AUS WIEN RALF LEONHARD

Dass David Irving, der umstrittene Historiker und Gaskammern-Leugner, bereit war, sich vor dem Wiener Schwurgericht schuldig zu bekennen, war abzusehen gewesen. Dass er aber vor dem Richter und den neun Geschworenen geradezu reuig Abbitte leisten würde, kam überraschend. Der Mann, der sich gestern wegen nationalsozialistischer Wiederbetätigung nach dem so genannten Verbotsgesetz verantworten musste, war nicht jener arrogante Blender, der Rechtsradikalen angeblich historisch belegte Argumente für die Verharmlosung der Nazi-Gräuel lieferte. Noch unlängst hatte sich der Brite als eitler Pfau gegeben, der aus der Empörung über seine Provokationen Befriedigung saugt. Jetzt sah man einen alternden Mann, der dem Vorsitzenden bereitwillig Auskunft gab und die meisten seiner umstrittenen Behauptungen widerrief oder zumindest stark relativierte.

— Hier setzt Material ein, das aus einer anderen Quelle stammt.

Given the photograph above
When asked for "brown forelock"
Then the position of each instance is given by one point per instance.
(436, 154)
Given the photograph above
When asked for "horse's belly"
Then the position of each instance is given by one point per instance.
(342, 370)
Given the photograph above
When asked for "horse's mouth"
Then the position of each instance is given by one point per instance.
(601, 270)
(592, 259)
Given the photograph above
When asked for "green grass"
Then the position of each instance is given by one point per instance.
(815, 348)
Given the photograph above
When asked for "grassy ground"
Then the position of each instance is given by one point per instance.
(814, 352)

Der größte Saal, den das Wiener Landesgericht zu bieten hat, war bis auf den letzten Platz besetzt. Befürchtete Sympathiekundgebungen oder Nazi-Parolen blieben zur Erleichterung des Vorsitzenden aus. Staatsanwalt Michael Klackl kam mit einer dicken Akte, um die Zitate aus Vorträgen, Büchern und Interviews, die den Angeklagten seiner Meinung nach als gefährlichen Demagogen und Geschichtsverfälscher entlarven, notfalls belegen zu können. Seine zahlreiche Fanpost belege, dass Irving zum Märtyrer des weltweiten Rechtsextremismus stilisiert werde. Dieser bestätigte, dass er unter rund 600 Briefen, die er in seiner Zelle bekommen habe, nur ein Hassschreiben entdeckt habe.

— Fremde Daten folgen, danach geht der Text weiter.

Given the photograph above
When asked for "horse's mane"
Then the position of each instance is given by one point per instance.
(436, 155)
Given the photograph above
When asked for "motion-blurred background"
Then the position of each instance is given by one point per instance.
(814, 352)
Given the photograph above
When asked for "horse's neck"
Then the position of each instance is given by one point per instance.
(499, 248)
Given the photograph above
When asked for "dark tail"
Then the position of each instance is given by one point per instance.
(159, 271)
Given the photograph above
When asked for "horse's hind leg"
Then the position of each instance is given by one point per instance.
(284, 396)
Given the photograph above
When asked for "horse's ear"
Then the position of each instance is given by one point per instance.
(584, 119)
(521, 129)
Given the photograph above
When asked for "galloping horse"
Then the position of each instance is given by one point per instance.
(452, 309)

Auf der Verteidigungsbank erschien, anders als auf der rechtsextremen Homepage Wiener Nachrichten Online (WNO) gemeldet, nicht der einschlägig bekannte Neonazi-Anwalt Herbert Schaller, sondern Elmar Kresbach, der die Harmlosigkeit seines Klienten ins Zentrum seines Plädoyers stellte. Für das scharfe Verbotsgesetz habe er Verständnis, allerdings müsse aus rechtsphilosophischer Sicht die Frage gestellt werden, ob eine solche Einschränkung der Meinungsfreiheit wünschenswert sei.

Dementsprechend einsichtig gab sich auch der Angeklagte. „Ich muss mich entschuldigen bei den Leuten, dass ich meine Worte nicht immer auf die Goldwaage gelegt habe“, sagte Irving, als ihn der Richter fragte, ob es ihm Leid tue, dass er Auschwitz-Überlebenden attestiert hatte, sie seien Fälle für die Psychiatrie.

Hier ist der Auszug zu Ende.